Gradually, as she parades the gardens to a soundtrack of rolling waves and snarling seagulls, her internal fire rises. “ Your life is intense and rich, but so is mine,” she snipes to her invisible husband, as if anticipating his self-aggrandizing arguments: “With your family, you live a life more separate than our separation.” Occasionally, she slides into his abusive voice, volleying accusations at herself of illogical thinking and contaminating the air around him, before reverting to her own to defend herself — chiding him for his inattentiveness as a parent and spouse, and for his obliviousness or indifference to her now-unleashed disenchantment.
This slow uptick in assertiveness lends narrative shape and momentum to what is essentially — notwithstanding occasional shifts in windblown scenery — a filmed soliloquy, delivered with unabashed, tremulous theatricality by Boutefeu, usually with no set, props or scene partners to work with but tawny plants and a fraying floral shawl. Her speech is punctuated by cutaways to crisply framed images of nature in repose, not Wiseman’s usual field of interest, but here poignant in their humble resistance to her tumult: a flourish of gorse flowers, a half-bloomed rose, a scowling, food-spying gull.
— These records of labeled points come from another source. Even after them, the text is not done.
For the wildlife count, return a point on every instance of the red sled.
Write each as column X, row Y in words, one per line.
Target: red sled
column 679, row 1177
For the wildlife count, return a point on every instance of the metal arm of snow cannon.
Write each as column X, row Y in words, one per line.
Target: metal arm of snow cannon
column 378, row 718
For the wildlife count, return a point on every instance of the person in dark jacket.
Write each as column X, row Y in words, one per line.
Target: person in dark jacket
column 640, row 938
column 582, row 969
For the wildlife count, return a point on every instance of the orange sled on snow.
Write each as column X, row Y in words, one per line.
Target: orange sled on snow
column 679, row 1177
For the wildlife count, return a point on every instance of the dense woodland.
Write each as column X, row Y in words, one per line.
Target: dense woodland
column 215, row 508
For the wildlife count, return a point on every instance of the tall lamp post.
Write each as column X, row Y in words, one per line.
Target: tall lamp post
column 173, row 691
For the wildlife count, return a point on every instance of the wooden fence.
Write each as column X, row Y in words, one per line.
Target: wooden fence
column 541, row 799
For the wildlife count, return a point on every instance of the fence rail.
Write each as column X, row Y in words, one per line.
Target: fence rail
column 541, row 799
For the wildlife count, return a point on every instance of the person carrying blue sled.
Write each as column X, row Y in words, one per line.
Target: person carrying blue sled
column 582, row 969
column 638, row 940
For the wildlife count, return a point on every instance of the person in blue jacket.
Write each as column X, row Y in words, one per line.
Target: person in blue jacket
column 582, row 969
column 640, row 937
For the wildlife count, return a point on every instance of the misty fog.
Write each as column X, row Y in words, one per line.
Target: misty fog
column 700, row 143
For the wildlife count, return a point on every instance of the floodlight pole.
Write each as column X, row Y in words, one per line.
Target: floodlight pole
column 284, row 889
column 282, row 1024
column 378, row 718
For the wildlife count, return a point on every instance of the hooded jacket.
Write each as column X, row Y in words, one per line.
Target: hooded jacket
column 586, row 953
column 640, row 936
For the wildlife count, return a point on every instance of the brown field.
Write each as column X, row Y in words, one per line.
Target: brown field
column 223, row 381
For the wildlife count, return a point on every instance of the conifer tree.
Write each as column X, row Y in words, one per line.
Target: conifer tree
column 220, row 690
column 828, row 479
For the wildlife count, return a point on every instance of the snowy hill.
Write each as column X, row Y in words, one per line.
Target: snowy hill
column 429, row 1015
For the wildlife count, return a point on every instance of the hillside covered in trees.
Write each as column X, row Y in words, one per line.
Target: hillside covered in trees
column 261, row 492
Such stray details and contrasts grant an existentially-minded grace to this curious, neither-fish-nor-fowl mini-film — one that feels born of an entirely different form and sensibility from its bigger, brasher peers in Venice’s main competition, where “A Couple” has been rather oddly placed. It certainly feels a closer affinity to Leo Tolstoy’s thorny gravity and Sophia Tolstoy’s serene torment that 2009’s “The Last Station,” a windy, over-acted prestige drama about the Tolstoys’ marriage that earned Oscar nominations for its stars but no permanent place in the popular imagination. At the very least, Wiseman’s softly radical diversion points to a fresh path for the Great Figures of History genre.